Acquiescence of a time is a waver of a right. When the liberties of the country are in danger, shall not wait for lone constructions.4
[Matthew] Adg[at]e—in regard to the treatie with G[reat] B[ritain] it would not opperate with a part—if there was a separation—the framers of the Const[itutio]n have been very negligent of a part—as 9 states may here unite—
Ham[ilton]—the Convn knew that every state would have an opportunity to agree—or not agree with respect to the treatie—it is too late now as 10 states have adopted it—
Gilbert Livingston MS Notes, MS Division, New York Public Library.

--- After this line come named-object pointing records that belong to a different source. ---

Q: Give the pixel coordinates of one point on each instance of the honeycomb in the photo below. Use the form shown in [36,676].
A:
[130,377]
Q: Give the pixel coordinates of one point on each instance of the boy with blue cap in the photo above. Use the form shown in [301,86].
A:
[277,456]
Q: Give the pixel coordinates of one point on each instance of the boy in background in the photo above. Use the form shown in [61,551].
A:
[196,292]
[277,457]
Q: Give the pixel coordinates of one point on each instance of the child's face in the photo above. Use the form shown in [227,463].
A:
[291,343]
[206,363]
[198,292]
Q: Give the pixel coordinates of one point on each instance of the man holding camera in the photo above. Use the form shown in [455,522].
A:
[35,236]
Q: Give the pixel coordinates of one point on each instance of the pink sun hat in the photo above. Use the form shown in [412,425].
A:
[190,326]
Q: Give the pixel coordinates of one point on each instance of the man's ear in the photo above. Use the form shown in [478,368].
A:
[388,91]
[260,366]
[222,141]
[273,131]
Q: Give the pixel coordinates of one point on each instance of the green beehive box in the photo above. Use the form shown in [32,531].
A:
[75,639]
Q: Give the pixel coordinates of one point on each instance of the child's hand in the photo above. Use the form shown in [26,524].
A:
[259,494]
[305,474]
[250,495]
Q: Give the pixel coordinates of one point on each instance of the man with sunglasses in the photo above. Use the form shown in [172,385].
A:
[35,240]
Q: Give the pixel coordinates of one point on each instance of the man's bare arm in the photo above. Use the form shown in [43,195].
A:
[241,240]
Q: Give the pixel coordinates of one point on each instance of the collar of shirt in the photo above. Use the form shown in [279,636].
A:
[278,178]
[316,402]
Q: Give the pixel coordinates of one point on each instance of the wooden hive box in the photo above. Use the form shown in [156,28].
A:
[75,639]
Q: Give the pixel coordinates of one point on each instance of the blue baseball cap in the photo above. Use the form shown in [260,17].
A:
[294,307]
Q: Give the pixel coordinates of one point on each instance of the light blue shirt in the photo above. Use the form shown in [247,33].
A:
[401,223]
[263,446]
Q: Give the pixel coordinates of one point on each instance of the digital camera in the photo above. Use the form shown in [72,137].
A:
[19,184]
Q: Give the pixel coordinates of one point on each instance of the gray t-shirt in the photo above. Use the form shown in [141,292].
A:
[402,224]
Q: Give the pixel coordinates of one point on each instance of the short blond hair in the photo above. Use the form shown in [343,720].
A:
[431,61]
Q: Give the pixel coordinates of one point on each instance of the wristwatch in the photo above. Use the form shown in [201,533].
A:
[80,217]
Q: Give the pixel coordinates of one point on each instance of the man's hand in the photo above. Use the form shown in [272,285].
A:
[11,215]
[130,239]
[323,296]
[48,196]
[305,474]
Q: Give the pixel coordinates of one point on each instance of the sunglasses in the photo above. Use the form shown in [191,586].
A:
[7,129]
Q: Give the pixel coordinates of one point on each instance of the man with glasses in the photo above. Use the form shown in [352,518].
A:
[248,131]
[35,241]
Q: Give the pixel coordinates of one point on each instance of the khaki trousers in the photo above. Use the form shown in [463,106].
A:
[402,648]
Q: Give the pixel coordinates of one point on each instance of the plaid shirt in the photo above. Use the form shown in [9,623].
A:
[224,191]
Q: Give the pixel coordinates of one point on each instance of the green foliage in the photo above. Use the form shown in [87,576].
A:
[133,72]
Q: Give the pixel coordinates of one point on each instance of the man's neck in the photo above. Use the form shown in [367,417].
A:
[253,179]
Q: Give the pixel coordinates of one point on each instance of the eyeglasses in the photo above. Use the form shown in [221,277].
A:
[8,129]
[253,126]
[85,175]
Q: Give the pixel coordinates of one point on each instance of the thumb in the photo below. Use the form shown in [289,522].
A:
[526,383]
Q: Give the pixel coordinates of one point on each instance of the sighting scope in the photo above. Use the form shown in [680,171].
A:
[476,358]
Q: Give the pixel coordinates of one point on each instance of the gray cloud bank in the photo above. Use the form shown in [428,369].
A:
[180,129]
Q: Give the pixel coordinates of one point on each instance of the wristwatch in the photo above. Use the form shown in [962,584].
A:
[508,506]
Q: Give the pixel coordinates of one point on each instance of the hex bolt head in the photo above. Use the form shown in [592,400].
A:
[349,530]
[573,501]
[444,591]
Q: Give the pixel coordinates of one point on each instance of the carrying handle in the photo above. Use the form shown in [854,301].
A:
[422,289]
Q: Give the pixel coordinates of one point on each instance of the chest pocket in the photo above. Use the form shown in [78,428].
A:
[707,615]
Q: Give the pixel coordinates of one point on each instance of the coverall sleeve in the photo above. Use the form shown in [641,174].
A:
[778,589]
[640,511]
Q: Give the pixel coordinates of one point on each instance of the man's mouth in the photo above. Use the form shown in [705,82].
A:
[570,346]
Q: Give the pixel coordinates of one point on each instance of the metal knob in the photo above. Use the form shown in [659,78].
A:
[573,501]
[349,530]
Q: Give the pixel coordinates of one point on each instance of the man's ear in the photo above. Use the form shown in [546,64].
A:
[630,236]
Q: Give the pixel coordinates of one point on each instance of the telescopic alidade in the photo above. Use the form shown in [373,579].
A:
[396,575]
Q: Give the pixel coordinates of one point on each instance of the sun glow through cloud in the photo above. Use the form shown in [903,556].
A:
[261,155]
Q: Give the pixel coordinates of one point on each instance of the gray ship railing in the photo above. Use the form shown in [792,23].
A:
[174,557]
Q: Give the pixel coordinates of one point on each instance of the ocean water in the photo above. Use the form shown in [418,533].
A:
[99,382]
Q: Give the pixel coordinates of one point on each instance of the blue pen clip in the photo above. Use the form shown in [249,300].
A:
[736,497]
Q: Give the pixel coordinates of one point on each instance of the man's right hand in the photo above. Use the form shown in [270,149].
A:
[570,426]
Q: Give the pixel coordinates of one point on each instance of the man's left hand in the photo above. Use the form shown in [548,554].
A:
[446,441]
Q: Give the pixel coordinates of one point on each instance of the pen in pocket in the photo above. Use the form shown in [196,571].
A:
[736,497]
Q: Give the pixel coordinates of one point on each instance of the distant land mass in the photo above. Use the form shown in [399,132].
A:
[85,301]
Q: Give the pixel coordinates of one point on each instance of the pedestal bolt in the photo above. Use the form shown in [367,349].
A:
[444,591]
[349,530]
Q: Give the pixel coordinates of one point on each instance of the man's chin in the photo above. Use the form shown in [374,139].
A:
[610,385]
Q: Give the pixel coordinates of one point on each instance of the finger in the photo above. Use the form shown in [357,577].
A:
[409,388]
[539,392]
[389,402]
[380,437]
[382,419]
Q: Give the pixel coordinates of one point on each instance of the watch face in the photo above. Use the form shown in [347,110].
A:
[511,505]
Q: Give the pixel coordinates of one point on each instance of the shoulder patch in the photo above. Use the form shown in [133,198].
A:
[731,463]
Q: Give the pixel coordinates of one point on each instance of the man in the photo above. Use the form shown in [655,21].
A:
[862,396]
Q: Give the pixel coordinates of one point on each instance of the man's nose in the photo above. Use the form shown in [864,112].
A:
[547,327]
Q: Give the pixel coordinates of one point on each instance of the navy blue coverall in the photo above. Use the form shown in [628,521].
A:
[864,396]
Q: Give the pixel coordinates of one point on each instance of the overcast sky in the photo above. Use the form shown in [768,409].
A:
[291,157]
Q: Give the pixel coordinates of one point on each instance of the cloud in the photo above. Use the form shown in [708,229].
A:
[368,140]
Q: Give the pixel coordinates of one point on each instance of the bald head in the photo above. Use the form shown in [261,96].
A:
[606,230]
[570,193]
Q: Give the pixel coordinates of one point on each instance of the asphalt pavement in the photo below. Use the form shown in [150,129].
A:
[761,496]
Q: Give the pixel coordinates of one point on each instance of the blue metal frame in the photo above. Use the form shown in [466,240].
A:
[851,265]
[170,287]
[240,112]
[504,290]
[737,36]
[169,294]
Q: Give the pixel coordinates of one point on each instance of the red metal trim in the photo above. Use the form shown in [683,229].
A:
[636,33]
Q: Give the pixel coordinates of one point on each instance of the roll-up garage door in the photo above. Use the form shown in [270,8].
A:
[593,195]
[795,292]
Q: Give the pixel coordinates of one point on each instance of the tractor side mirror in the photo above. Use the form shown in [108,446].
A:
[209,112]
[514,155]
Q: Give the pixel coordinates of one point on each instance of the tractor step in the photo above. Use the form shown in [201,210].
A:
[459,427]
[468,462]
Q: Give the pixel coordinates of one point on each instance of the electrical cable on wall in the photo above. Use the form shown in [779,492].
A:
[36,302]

1. The debate was on John Jay’s suggestion that consideration of a motion offered by John Lansing, Jr., be postponed until the following day. Lansing had moved that New York reserve the right to withdraw from the Union if the other states should refuse to agree to amendments to the Constitution within a certain period of time (see “New York Ratifying Convention. First Speech of July 24,” note 1).
2. At this point remarks were made by Lansing, Dirck Wynkoop, Thomas Tredwell, and Richard Morris.
3. At this point Robert R. Livingston and Lansing spoke.
4. At this point Lansing and Robert R. Livingston spoke.